The final plenary session of the conference focussed on reform of Mental Health law and featured Simon Wessely (Chair of the Independent Review into the Mental Health Act), who sadly was unable to stay for the full session. He set out the broad remit of the review including concerns about rising rates of coercion in mental health treatment, BME discrimination in mental health and the interfaces between the Mental Health Act and both the Criminal Justice System and the MCA. However he also highlighted the current lack of legislative time and money and expressed the view that legislative change alone has limited potential to fix problems. He went on to express the goal of the review in disappointingly limited terms as being to ‘improve the way people are treated and increase dignity and respect’ combined with ‘trying not to make things worse’. Members of the audience sought to engage him on a variety of issues. I raised the issue of the inclusion of Autism and Learning Disabilities in the current definition of mental disorder which he, summarily, dismissed as beyond the scope of the review (despite the statement in the Interim Report that this was “One of the key issues raised in our engagement to date” and the clear inclusion in the terms of reference of “any additional issues with the functioning of the act identified via consultation”). This is a fairly strong indication from the Chair that the review is not willing to address this issue at all.

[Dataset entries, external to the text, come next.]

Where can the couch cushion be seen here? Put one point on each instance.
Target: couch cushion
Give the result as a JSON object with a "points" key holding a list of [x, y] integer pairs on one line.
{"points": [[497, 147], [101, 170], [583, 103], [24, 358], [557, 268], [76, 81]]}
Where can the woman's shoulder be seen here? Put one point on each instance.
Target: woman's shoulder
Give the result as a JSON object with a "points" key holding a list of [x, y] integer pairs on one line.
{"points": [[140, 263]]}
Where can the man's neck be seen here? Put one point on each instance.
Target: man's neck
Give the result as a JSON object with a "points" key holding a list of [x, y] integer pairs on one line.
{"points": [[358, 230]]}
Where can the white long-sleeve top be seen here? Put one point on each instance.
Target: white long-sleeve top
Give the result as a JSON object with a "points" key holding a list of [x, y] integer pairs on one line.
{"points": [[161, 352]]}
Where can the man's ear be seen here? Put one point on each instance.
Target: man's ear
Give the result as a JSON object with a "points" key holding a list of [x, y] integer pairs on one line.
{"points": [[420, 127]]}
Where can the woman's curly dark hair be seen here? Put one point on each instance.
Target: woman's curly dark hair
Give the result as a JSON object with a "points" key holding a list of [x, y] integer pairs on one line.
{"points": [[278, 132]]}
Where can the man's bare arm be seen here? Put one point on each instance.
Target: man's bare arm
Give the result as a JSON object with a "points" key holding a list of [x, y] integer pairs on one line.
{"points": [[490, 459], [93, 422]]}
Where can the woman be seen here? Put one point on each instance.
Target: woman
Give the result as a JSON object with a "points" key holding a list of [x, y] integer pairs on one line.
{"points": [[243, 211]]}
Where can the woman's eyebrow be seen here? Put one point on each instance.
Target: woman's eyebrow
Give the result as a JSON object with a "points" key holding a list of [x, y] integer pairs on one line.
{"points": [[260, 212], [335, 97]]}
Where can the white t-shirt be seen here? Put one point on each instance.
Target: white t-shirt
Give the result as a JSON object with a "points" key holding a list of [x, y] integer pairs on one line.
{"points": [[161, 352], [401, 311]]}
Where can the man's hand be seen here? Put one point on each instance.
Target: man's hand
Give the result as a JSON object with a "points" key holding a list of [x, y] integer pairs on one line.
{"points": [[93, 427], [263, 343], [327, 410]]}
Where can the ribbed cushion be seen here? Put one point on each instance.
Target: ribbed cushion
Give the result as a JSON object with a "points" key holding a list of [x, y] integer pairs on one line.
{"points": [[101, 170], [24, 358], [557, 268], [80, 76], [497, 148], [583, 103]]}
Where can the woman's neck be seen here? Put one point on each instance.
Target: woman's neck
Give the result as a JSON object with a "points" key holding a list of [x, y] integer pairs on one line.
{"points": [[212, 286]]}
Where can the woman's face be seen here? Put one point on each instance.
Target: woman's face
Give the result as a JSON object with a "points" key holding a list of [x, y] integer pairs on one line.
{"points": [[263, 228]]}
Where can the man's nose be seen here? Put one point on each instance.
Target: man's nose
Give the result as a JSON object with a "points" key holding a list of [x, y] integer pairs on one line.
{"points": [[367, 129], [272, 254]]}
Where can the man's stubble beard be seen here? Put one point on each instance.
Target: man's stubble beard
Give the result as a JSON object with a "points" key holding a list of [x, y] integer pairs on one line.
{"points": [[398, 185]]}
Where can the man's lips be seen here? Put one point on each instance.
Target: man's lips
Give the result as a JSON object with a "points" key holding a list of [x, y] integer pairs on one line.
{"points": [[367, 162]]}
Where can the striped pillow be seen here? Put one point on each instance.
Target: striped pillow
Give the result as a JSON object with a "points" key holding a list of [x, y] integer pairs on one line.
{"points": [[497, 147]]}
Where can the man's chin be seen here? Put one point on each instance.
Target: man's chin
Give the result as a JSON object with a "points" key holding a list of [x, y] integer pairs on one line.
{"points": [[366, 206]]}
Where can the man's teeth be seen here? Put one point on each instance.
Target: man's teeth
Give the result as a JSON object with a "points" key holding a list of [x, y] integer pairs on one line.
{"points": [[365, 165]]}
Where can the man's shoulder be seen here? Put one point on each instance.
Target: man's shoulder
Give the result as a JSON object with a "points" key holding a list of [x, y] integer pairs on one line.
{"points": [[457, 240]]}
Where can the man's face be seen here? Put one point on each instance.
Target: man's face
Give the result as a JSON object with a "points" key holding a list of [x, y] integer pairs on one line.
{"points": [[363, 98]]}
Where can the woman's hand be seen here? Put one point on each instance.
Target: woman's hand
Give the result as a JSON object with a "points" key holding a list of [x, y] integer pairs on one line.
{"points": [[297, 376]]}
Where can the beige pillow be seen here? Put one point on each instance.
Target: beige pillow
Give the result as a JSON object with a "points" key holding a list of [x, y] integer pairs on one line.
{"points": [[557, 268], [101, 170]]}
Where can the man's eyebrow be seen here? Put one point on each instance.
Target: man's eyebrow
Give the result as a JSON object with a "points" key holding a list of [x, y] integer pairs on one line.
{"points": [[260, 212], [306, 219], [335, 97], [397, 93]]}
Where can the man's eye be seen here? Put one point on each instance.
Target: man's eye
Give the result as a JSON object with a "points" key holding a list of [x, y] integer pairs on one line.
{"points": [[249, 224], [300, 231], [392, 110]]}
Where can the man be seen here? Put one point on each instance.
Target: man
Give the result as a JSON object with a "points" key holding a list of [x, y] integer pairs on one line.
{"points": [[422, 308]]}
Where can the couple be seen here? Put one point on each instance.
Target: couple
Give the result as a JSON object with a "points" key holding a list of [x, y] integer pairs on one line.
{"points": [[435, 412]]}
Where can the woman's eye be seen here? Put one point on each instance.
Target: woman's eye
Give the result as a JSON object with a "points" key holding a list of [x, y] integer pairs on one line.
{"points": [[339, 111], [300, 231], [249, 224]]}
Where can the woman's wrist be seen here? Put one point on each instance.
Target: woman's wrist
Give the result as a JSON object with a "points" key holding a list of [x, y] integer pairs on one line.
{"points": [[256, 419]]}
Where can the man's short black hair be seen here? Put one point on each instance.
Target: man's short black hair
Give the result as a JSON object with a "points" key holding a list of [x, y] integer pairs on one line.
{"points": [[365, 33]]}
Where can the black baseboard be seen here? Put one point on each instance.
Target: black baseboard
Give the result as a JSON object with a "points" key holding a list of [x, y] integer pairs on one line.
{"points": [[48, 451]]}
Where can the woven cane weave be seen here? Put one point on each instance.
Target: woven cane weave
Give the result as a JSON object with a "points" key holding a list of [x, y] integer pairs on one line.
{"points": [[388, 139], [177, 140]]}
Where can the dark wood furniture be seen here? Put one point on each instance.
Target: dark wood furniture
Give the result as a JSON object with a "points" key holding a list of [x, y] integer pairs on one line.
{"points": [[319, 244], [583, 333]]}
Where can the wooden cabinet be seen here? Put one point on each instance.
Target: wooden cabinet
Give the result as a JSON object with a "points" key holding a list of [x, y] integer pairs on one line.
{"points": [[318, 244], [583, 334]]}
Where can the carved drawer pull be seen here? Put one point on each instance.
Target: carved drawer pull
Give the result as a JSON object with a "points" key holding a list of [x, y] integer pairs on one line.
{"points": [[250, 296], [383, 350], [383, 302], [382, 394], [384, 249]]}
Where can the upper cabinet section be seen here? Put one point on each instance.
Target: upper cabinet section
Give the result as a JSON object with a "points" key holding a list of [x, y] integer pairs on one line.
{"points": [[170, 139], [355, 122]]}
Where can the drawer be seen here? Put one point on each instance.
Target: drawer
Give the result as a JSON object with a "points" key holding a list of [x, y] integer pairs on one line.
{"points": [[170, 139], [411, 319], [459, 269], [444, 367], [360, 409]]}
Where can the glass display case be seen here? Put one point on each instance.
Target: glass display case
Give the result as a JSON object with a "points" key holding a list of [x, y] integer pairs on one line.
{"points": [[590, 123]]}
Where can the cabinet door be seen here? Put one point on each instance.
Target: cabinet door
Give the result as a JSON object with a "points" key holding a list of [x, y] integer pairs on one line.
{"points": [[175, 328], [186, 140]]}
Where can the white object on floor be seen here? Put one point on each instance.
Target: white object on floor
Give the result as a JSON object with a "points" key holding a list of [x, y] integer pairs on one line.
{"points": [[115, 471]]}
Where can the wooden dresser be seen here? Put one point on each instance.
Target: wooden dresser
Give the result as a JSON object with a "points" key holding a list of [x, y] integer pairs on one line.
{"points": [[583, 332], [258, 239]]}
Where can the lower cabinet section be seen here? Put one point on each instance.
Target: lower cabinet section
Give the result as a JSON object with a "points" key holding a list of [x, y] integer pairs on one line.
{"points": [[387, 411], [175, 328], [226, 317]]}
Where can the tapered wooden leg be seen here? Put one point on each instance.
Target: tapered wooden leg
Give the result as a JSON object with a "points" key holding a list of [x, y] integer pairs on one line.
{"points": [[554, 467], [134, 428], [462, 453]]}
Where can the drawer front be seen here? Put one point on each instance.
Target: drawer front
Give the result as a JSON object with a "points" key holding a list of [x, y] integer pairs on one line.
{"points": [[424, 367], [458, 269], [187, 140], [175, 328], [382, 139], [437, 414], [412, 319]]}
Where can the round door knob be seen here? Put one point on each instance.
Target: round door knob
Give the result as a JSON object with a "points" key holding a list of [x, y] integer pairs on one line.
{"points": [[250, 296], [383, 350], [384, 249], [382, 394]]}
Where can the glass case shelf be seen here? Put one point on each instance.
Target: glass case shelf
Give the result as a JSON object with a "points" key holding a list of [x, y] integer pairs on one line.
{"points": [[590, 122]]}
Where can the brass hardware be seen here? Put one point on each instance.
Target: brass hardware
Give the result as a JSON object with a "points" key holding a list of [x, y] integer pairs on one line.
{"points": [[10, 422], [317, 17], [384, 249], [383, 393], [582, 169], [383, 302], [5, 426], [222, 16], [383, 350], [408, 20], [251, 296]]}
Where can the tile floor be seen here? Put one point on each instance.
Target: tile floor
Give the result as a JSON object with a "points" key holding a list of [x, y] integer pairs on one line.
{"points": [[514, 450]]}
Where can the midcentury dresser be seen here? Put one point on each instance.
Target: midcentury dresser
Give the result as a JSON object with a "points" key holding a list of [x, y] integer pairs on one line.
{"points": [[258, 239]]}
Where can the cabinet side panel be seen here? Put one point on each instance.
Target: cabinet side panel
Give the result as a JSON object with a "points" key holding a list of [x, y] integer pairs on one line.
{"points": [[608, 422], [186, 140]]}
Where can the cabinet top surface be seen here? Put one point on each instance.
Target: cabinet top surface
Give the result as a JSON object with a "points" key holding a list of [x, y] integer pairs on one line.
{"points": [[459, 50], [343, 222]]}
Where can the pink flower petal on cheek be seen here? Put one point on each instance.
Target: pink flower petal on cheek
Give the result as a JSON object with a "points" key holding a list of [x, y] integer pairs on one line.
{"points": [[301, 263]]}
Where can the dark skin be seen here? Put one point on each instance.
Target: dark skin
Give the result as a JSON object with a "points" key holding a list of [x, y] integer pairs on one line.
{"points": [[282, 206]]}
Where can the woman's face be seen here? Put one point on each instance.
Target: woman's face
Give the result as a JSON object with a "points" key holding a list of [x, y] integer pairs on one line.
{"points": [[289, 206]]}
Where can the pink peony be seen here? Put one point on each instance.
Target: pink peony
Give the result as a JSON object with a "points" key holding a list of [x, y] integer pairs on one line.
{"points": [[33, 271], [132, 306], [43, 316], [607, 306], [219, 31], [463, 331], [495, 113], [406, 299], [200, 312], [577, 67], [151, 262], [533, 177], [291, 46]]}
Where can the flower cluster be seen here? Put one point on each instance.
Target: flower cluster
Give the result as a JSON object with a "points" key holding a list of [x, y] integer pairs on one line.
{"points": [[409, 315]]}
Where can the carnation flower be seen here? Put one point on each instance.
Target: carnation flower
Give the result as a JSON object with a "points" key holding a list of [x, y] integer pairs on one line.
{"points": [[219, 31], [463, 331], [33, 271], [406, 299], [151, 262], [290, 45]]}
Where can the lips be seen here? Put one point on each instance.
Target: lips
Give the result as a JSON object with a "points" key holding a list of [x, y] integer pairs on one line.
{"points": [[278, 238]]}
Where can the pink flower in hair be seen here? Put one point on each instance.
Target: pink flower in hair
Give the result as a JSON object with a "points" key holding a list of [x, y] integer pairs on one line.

Other members of the audience expressed concern that the issue of autonomy appears to be taking a backseat and that the review is very focussed on a beneficence view of concepts such as ‘dignity’. Simon Wessely was also tackled on the failure of the review to endorse binding Advance Directives. He justified this by arguing that, elsewhere in the world (such as Ontario), this has led to detention without treatment. Peter Bartlett responded that (as he is from Ontario) he disagreed and pointed out that focussing solely on occasional cases ignores the benefits of autonomy to the majority of patients.

Diana Rose (Professor of User-Led research, Institute of Psychiatry, King’s College London) spoke powerfully of the impact of coercive treatment combined with service cuts on the lives of Mental Health service users. She argued for a culture shift in mental health treatment, away from wards and coercion towards peer support, supported decision making and small safe places in the community, seeing the potential for this to be framed by legislative change.

Colin McKay (Chief Executive, Mental Welfare Commission for Scotland) spoke last and, unfortunately, after Simon Wessely had left. He engaged positively with the possibility of removing Autism and Learning Disability from the scope of Scottish Mental Health law, highlighting the Mental Welfare Commission’s concerns about the lack of progress on inappropriate detentions in Assessment and Treatment Units (ATUs). He outlined some of the key developments in Scottish Mental Health law including the separation of detention from compulsory treatment and the requirements of the Mental Health (Scotland) Act 2015 for ethically justifiable grounds for compulsion based on Significantly Impaired Decision Making Ability (a similar concept to capacity), benefit, risk and necessity, stronger advocacy provision and greater weight for advance decisions. However he also acknowledged that levels of compulsion in mental health care have not fallen in Scotland (although they are lower than England).